Eileen apretó la mandíbula, un grito silencioso atrapado en su garganta. Justo cuando el hombre dejó escapar un gemido gutural, su rostro a centímetros del de ella, una voz cortó el aire.
—Eileen.
Oyó una voz que parecía una alucinación auditiva. Eileen reunió todas sus fuerzas y llamó a Cesare.
—Su Excelencia…
Su voz, temblorosa de miedo, sonaba como la de una simple niña de doce años. A pesar de su tono bajo y débil, era suficiente.
Rompiendo el silencio, estalló una ráfaga de disparos.

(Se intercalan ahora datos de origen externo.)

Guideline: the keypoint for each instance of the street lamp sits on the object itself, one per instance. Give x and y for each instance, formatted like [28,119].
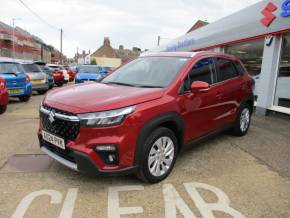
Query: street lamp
[13,36]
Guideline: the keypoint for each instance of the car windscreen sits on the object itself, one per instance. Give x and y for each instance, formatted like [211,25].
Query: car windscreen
[88,70]
[8,68]
[148,72]
[31,68]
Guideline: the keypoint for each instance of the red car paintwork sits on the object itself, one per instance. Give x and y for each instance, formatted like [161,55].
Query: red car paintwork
[4,97]
[201,112]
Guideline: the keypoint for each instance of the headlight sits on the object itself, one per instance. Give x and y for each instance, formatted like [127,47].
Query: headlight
[105,118]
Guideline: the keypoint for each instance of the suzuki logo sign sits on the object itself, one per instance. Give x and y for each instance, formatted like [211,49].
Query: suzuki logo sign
[268,13]
[286,9]
[51,116]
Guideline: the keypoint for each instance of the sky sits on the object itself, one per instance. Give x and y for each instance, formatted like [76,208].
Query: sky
[131,23]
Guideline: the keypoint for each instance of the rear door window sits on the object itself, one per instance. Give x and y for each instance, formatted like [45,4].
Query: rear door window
[203,71]
[226,69]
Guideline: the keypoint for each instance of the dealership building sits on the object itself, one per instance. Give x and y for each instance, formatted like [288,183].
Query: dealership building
[260,36]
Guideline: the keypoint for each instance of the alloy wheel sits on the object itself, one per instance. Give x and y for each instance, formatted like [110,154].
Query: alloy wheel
[161,156]
[245,119]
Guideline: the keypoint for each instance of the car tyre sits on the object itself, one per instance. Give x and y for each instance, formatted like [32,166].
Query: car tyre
[243,121]
[3,109]
[160,151]
[24,98]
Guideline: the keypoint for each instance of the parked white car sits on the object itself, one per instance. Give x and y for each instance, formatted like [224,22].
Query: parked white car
[62,69]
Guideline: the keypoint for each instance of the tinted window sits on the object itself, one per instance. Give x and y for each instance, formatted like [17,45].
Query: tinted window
[203,71]
[148,72]
[226,69]
[10,68]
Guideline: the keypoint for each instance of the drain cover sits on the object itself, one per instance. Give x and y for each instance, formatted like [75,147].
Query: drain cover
[27,163]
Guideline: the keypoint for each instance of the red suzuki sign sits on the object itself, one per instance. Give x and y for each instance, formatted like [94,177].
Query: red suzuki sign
[268,13]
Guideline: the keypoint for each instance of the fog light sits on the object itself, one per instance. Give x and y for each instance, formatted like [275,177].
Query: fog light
[105,148]
[108,154]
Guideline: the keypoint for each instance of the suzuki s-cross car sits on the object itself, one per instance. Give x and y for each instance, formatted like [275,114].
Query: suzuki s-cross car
[139,117]
[3,96]
[17,82]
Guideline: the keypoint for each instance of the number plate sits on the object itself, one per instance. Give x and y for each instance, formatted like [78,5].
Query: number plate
[57,141]
[14,91]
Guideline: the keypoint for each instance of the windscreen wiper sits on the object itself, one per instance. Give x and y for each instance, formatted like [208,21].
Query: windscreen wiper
[150,86]
[121,84]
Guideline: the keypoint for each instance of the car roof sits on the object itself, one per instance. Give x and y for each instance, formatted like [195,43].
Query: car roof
[185,54]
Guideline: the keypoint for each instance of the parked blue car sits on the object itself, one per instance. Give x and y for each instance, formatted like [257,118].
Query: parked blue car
[90,73]
[48,72]
[18,83]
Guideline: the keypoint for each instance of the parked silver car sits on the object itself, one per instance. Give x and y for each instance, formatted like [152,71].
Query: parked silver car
[38,78]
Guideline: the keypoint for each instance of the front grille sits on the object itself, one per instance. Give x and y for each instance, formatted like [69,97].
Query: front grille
[66,154]
[67,130]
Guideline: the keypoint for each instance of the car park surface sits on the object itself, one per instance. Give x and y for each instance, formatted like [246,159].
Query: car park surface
[253,172]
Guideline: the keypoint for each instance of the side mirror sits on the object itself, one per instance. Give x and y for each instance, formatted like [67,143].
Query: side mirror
[199,86]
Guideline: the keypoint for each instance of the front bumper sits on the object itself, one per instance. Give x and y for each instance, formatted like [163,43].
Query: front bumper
[4,97]
[79,161]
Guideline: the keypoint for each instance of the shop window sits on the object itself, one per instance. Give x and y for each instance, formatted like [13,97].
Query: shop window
[251,55]
[226,69]
[282,94]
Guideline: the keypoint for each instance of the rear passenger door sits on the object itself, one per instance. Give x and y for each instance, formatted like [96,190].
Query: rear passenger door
[231,82]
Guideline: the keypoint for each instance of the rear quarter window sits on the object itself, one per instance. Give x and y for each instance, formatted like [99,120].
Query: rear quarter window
[226,69]
[239,68]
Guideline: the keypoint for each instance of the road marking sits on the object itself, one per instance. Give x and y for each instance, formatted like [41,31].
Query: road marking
[172,201]
[69,203]
[206,209]
[55,198]
[114,209]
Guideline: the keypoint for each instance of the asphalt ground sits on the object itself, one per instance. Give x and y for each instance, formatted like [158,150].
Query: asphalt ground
[223,177]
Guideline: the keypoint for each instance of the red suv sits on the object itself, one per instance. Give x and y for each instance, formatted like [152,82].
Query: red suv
[142,115]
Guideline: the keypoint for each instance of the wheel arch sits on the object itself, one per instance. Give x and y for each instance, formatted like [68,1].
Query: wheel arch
[171,120]
[249,100]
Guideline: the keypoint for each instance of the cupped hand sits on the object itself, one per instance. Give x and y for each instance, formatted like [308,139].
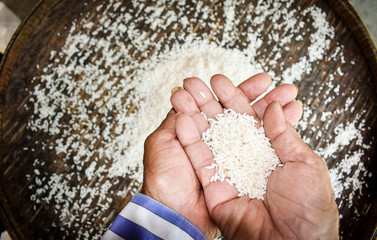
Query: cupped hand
[170,178]
[299,203]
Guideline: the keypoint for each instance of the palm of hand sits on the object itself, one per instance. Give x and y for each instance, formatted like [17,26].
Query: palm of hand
[170,179]
[293,207]
[299,201]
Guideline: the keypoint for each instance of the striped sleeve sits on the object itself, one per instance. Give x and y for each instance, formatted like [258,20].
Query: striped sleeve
[145,218]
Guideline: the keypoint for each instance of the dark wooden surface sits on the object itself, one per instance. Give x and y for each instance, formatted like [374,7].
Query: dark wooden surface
[37,37]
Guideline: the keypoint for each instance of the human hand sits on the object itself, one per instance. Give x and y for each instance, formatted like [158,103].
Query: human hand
[299,202]
[168,173]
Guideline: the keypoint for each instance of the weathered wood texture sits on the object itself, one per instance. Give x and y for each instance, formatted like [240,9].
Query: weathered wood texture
[37,36]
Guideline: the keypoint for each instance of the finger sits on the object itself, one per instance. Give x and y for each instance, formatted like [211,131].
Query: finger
[182,101]
[201,157]
[255,85]
[169,122]
[284,139]
[203,97]
[293,112]
[285,94]
[230,96]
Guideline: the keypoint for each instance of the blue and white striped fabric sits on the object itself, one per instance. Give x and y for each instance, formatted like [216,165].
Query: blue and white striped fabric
[146,218]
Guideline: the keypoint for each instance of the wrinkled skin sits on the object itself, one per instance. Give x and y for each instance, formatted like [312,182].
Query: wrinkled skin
[299,203]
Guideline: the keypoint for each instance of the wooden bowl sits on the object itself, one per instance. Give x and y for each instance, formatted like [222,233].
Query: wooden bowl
[28,163]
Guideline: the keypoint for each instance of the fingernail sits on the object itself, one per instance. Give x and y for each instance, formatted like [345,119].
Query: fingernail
[175,89]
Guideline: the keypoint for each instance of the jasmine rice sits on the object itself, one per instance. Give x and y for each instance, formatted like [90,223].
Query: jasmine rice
[242,154]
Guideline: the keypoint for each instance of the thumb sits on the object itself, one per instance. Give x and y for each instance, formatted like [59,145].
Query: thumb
[284,139]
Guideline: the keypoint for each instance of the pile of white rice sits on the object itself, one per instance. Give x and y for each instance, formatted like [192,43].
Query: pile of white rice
[242,154]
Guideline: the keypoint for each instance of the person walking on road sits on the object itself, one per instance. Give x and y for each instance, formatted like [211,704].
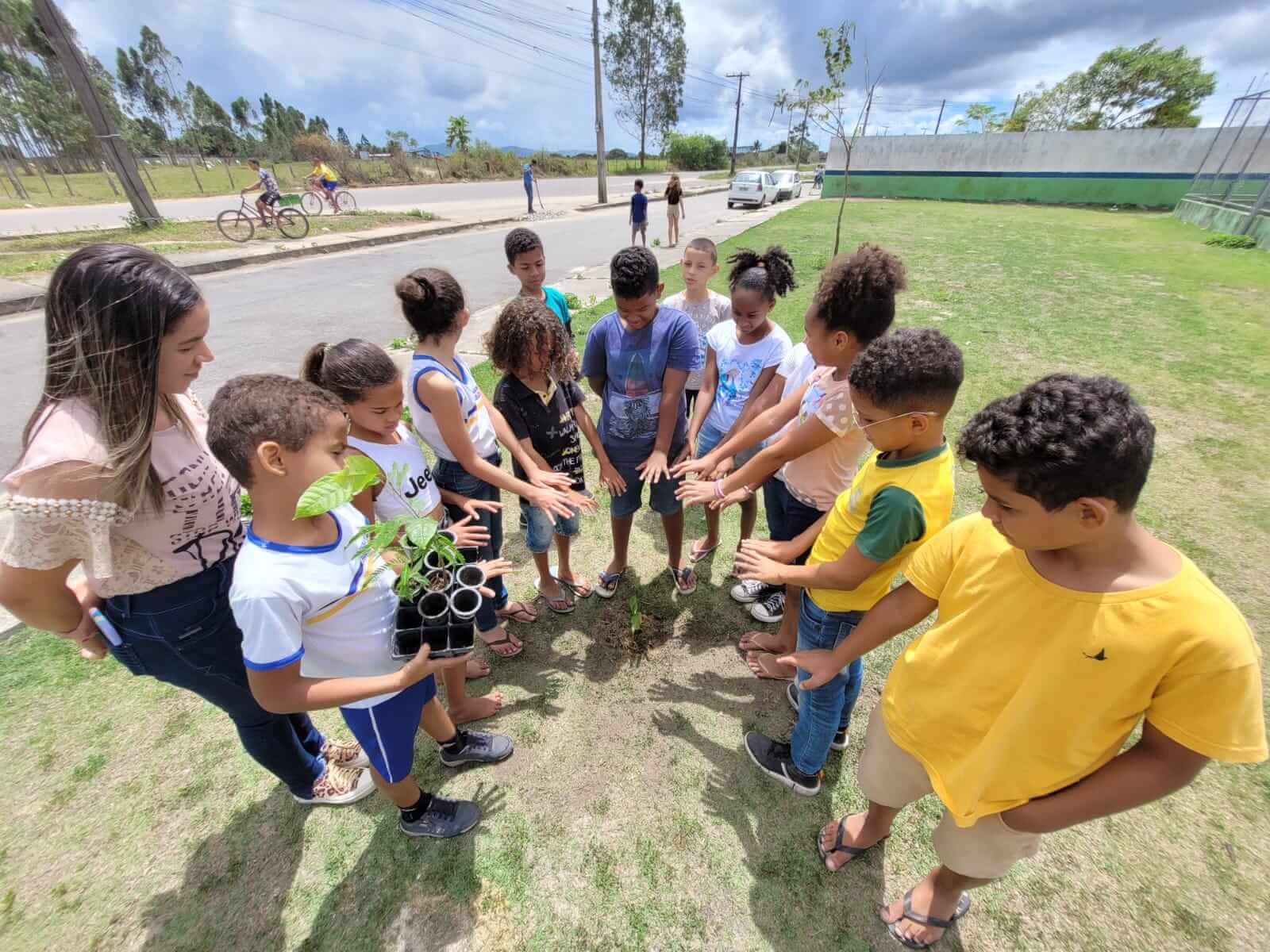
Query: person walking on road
[675,209]
[116,476]
[530,171]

Los secuestradores se desplomaron como marionetas con las cuerdas cortadas, uno a uno. La vieja casa, antaño un centinela silencioso, se convirtió en una cacofonía de terror. Los gritos hendieron el aire mientras los heridos en las piernas se retorcían en el suelo manchado de sangre; sus gemidos eran un coro grotesco.
Los hombres que sujetaban a Eileen se convulsionaron en una danza horrible y sus manos la soltaron como moscas moribundas.
La única persona que salió ilesa fue el hombre que estaba parado justo frente a Eileen.
—¡Mierda!
Rápidamente agarró a Eileen, usándola como escudo y obligándola a retroceder. Poco después, cesaron los disparos, reemplazados por el sonido de pasos que se acercaban.
Con un estruendo estrepitoso, la puerta, acribillada a balazos, se abrió de golpe y se derrumbó. Una sombra alargada, proveniente del exterior, envolvió a Eileen y al hombre.
La silueta pertenecía a Cesare, su figura recortada contra la luz de la luna mientras estaba de pie en la puerta.